Which statement about sphericity is true?

• A. The variances of the differences between all pairs of treatments are equal
• B. The variances of the treatment scores must be increasing with time
• C. Means must be equal across all conditions
• D. Data must be non-normal

Answer: (A)

Sphericity refers to the relationship between how the repeated-measures differences behave across all pairs of conditions. Specifically, it means that if you take the difference scores for every pair of treatment levels (for each participant), the variances of those difference scores should be the same across all pairs. With k conditions, there are k(k−1)/2 such pairwise differences, and sphericity says their variances are equal.

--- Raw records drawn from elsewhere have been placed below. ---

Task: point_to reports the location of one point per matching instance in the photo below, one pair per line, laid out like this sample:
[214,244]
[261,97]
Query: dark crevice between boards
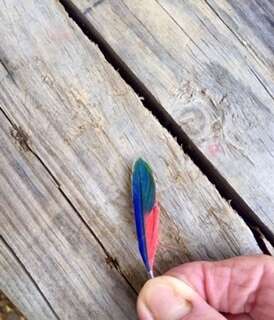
[22,138]
[9,248]
[258,228]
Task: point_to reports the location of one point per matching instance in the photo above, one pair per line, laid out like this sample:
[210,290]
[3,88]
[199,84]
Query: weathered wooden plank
[206,78]
[54,245]
[15,283]
[252,23]
[87,126]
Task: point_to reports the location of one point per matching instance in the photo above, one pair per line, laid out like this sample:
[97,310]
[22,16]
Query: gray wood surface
[15,283]
[65,171]
[210,65]
[53,244]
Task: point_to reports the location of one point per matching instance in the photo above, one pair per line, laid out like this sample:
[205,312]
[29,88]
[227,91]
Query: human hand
[240,288]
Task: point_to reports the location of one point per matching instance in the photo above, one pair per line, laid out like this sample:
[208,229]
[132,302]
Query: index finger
[241,285]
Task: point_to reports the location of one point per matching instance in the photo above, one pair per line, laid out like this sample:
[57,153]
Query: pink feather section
[152,220]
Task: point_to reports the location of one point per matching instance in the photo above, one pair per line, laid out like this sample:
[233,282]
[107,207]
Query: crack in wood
[166,120]
[24,142]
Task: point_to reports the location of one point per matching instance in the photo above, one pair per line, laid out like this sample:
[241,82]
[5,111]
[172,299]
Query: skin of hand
[240,288]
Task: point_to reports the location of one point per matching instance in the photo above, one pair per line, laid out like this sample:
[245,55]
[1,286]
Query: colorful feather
[146,211]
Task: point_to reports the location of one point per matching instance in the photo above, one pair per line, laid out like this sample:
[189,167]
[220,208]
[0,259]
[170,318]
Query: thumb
[168,298]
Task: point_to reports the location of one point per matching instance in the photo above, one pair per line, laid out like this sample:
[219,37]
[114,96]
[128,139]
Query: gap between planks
[259,229]
[23,141]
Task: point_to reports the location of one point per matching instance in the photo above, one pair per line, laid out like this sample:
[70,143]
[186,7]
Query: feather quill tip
[146,212]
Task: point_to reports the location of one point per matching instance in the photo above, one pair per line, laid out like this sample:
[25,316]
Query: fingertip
[164,297]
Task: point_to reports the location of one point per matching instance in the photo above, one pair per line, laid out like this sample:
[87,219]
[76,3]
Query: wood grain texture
[208,78]
[73,113]
[54,245]
[15,283]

This property helps ensure the F tests in a repeated-measures ANOVA have the correct distribution under the null.

If sphericity holds, the within-subjects test is straightforward to interpret. If it doesn’t, the test can be biased, leading to inflated or deflated Type I error rates, which is why corrections like Greenhouse-Geisser or Huynh-Feldt are used to adjust the degrees of freedom.

For example, with three conditions, you’d look at the variances of the three pairwise difference scores (condition 1 minus 2, 1 minus 3, and 2 minus 3). Those three variances should be roughly equal for sphericity to hold. The other statements—variance in treatment scores increasing over time, means needing to be equal across conditions, or data needing to be non-normal—do not describe sphericity.